By Kevin Fayles, Assistant Director of Operations
Since 1952, we have had an unbroken streak of 67 annual Utah State Historical Society conferences. To put things in perspective, here are some facts from that year:
- The average cost of a new house – $9,050.
- The cost of a gallon of gas – 20 cents.
- Average cost of a new car – $1,700.
- Average cost of rent – $80 a month
- A pound of hamburger meat – 53 cents.
Just as we believe our conference was in 1952, there is no charge for this year’s conference, “Long View of History.” We hope to have more than 400 attendees. Are you one of them? (The deadline to RSVP was last Friday.)
While most of my colleagues will lend a hand on the day of the conference, only six staff have planned it. We run very lean here. We have to. The Division of State History currently has only 25 full-time staff, nine part-time staff, and ten interns/volunteers.
Our little committee of six has developed the programming for the conference. We’ve worked with nearly 40 presenters, including our keynote speaker and several panels. We’ve worked on the logistics for A/V, caterers, set-up, take-down, and everything else in between. We’ve engaged in some fundraising (and could use your help for next year’s conference). We’ve marketed our conference through partners, community calendars, email blasts, and social media. We’ve written scripts, created powerpoints, and “held hands” with a few folks. Our conference is a good example of how a handful of staff can accomplish big things.
So while the annual conference is our most visible public activity this week, let’s peek around the curtain to have a sense of some of the other, less visible activities we have this week:
- Convening a group of partners to explore collaboration on K-12 activities.
- Holding a workshop in Davis County for teachers interested in our Utah History Day program, which is our education program for 4th to 12th grade students. (Over 6,700 students participated in this last year, and it’s run by two part-time staff. How’s that for efficiency?)
- Meeting with interpretative planners for the proposed new collection facility.
- Meeting with the Bureau of Reclamation to explore a Memorandum of Agreement. (While these kinds of agreements are not particularly sexy, they can be very helpful, saving taxpayers funds and leading to greater efficiencies.)
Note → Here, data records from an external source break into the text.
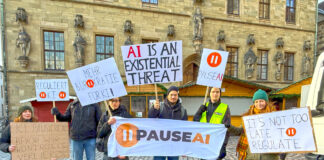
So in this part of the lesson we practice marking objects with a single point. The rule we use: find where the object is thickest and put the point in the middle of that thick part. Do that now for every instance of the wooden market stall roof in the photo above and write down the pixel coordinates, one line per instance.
(234, 87)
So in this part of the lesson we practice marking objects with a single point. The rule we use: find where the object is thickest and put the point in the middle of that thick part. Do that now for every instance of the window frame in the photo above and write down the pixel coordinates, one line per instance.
(54, 50)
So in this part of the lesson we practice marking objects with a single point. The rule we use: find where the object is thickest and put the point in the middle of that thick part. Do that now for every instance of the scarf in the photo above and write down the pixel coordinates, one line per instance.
(243, 145)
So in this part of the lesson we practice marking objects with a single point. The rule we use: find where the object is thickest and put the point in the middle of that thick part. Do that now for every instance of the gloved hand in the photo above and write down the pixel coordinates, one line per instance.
(55, 111)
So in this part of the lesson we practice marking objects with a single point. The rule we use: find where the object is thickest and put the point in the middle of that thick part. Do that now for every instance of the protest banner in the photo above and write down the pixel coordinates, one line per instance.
(153, 63)
(280, 132)
(97, 82)
(164, 137)
(39, 141)
(52, 89)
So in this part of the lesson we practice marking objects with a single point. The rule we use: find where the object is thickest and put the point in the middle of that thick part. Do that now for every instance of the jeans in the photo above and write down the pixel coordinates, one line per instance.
(163, 158)
(87, 145)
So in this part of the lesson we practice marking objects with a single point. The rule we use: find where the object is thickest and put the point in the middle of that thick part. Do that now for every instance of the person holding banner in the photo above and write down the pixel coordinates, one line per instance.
(260, 105)
(171, 108)
(25, 114)
(215, 112)
(83, 130)
(106, 121)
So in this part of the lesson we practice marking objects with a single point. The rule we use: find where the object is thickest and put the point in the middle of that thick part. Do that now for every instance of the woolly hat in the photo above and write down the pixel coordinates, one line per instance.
(23, 109)
(173, 88)
(260, 94)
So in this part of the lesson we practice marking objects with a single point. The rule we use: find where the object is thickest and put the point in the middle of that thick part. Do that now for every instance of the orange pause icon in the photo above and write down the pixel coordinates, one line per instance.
(214, 59)
(291, 132)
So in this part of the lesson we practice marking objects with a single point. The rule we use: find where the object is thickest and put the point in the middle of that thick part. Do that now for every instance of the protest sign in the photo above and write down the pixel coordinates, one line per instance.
(164, 137)
(212, 67)
(97, 82)
(52, 89)
(279, 132)
(39, 141)
(153, 63)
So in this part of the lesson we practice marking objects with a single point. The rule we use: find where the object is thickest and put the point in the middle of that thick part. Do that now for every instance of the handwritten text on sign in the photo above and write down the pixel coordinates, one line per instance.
(212, 67)
(284, 131)
(39, 141)
(52, 89)
(153, 63)
(97, 82)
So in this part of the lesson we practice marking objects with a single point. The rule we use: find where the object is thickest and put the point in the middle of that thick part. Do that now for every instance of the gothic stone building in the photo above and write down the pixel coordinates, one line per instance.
(270, 42)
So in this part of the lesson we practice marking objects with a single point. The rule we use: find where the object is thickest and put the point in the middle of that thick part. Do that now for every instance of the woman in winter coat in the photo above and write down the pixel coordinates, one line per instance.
(25, 114)
(260, 105)
(106, 121)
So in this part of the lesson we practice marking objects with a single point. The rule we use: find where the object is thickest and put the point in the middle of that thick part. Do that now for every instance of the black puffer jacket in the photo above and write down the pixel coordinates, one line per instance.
(167, 111)
(84, 120)
(104, 129)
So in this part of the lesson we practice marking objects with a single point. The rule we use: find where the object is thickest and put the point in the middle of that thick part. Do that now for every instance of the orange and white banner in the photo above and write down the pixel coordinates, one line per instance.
(163, 137)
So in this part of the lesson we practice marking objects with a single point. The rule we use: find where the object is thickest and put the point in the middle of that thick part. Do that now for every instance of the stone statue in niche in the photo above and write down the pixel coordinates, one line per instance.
(249, 60)
(79, 45)
(128, 41)
(128, 26)
(171, 31)
(250, 40)
(221, 36)
(78, 21)
(21, 15)
(307, 45)
(198, 22)
(280, 61)
(280, 43)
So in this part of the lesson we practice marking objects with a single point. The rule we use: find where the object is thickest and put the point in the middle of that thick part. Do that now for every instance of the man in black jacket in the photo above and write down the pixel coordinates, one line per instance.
(83, 129)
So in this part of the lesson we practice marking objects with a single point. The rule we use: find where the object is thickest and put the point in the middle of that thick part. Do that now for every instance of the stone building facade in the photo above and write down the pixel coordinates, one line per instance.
(270, 42)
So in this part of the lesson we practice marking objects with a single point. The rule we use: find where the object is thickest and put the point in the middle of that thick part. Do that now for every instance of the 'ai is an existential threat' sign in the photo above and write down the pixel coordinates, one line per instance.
(283, 131)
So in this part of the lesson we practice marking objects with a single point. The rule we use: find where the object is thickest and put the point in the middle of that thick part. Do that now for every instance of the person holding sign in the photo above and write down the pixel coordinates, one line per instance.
(25, 114)
(83, 129)
(217, 113)
(106, 121)
(260, 105)
(171, 108)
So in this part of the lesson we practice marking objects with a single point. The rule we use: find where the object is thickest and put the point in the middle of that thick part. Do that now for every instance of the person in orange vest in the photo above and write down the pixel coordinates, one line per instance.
(215, 112)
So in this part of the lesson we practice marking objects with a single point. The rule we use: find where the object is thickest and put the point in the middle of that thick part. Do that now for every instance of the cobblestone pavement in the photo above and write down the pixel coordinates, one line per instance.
(230, 154)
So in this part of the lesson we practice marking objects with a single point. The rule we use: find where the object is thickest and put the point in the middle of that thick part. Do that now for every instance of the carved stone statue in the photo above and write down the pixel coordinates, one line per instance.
(79, 45)
(128, 26)
(280, 43)
(171, 31)
(307, 45)
(198, 22)
(250, 40)
(78, 21)
(221, 36)
(128, 41)
(21, 15)
(249, 60)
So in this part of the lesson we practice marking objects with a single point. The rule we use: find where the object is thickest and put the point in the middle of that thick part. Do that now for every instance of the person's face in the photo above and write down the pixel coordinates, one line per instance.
(260, 104)
(114, 103)
(214, 94)
(26, 115)
(173, 97)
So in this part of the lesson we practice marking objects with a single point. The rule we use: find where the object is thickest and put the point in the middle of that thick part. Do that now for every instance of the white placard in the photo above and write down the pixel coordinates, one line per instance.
(97, 82)
(153, 63)
(280, 132)
(52, 90)
(212, 67)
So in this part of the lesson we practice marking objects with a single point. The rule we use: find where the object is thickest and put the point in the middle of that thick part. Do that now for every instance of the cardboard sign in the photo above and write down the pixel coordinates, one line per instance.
(97, 82)
(279, 132)
(40, 141)
(52, 90)
(212, 67)
(165, 137)
(153, 63)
- Teaching at an OSHER class on archaeology at the University of Utah for older Utahns.
- Meeting with two consultants to help organize the collections in our basement (more than 30,000 historic artifacts; over 30,000 manuscripts; several thousand pamphlets; over 1 million historic photos; and more).
- Participating in the Rural Coordinating meeting to explore how we (and our partners) can have a stronger impact on rural Utah.
And here’s another list of external partners we meet with during the year. You have probably not heard of most of these groups, but I’m opening the curtain so you can have a peek:
- Historic Trails Consortium
- Board of State History
- Library Catalog Consortium
- Utah Manuscripts Association
- Respect & Protect
- Crossroads of the West Historic District
- Utah Geographic Names Committee
- World War II Memorial Commission
- Native American Remains Review Committee
- Preservation Utah
- Utah Professional Archaeological Council
- Canyon Country Partnership
- Interagency Committee
- And more than a dozen other groups.
Again, keep in mind our small number of staff. We take care of our day-to-date responsibilities, while magnifying our influence through partnerships.
So while our annual conference is the most visible “product” that most Utahns will see this week, we continue to work very hard both publicly and “behind the curtain” serving the people of Utah. I have jokingly called us “the mighty little division.” We are definitely little, but we are mighty beyond our numbers of staff due to external partnerships, efficiencies through technology, and committed staff.